Et tandis qu’il considérait d’un œil étonné les deux pièces de un euro que je venais de déposer dans la paume de sa main ouverte, je me dirigeai vers l’ascenseur en pensant en moi-même qu’à présent, j’étais vraiment entré dans la peau de Marcel Proust.

Je n’avais plus qu’à mettre mon histoire sur le papier.

Fin

Si vous avez raté un chapitre ou si vous n’êtes pas certain d’avoir tout compris  – ça peut arriver – , vous pouvez encore vous rattraper. La Suite à Balbec sera publiée en son integralité demain matin. Ô joie !

Une réflexion sur « La suite de Balbec – Chap.5 – Le petit Marcel »

  1. « Il est très bien ce Monsieur Proust!

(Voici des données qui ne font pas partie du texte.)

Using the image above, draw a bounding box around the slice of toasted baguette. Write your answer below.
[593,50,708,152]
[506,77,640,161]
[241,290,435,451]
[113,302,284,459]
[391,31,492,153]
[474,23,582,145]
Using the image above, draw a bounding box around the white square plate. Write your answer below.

Il faudrait que je songe à lui rendre visite! »

    (tiré librement de la conclusion du Gendarme de St Tropez, propos de Louis de Funes à propos de Rembrandt)

    Excellente l’idée des pages blanches des livres achetés mais non lus…

    l’avantage, si on se met à les lire… on les écrit!
    Sartre avait donc raison (ou avait lu Proust ou Philippe), le lecteur est bien co-auteur!

    Les livres devraient porter 3 dates.
    1) la date d’impression,
    2) la date d’achat par le lecteur
    et, enfin, 3) les dates de début et fin de lecture.
    et, peut-être, les dates où nous y faisons référence dans nos écrits ou nos propos…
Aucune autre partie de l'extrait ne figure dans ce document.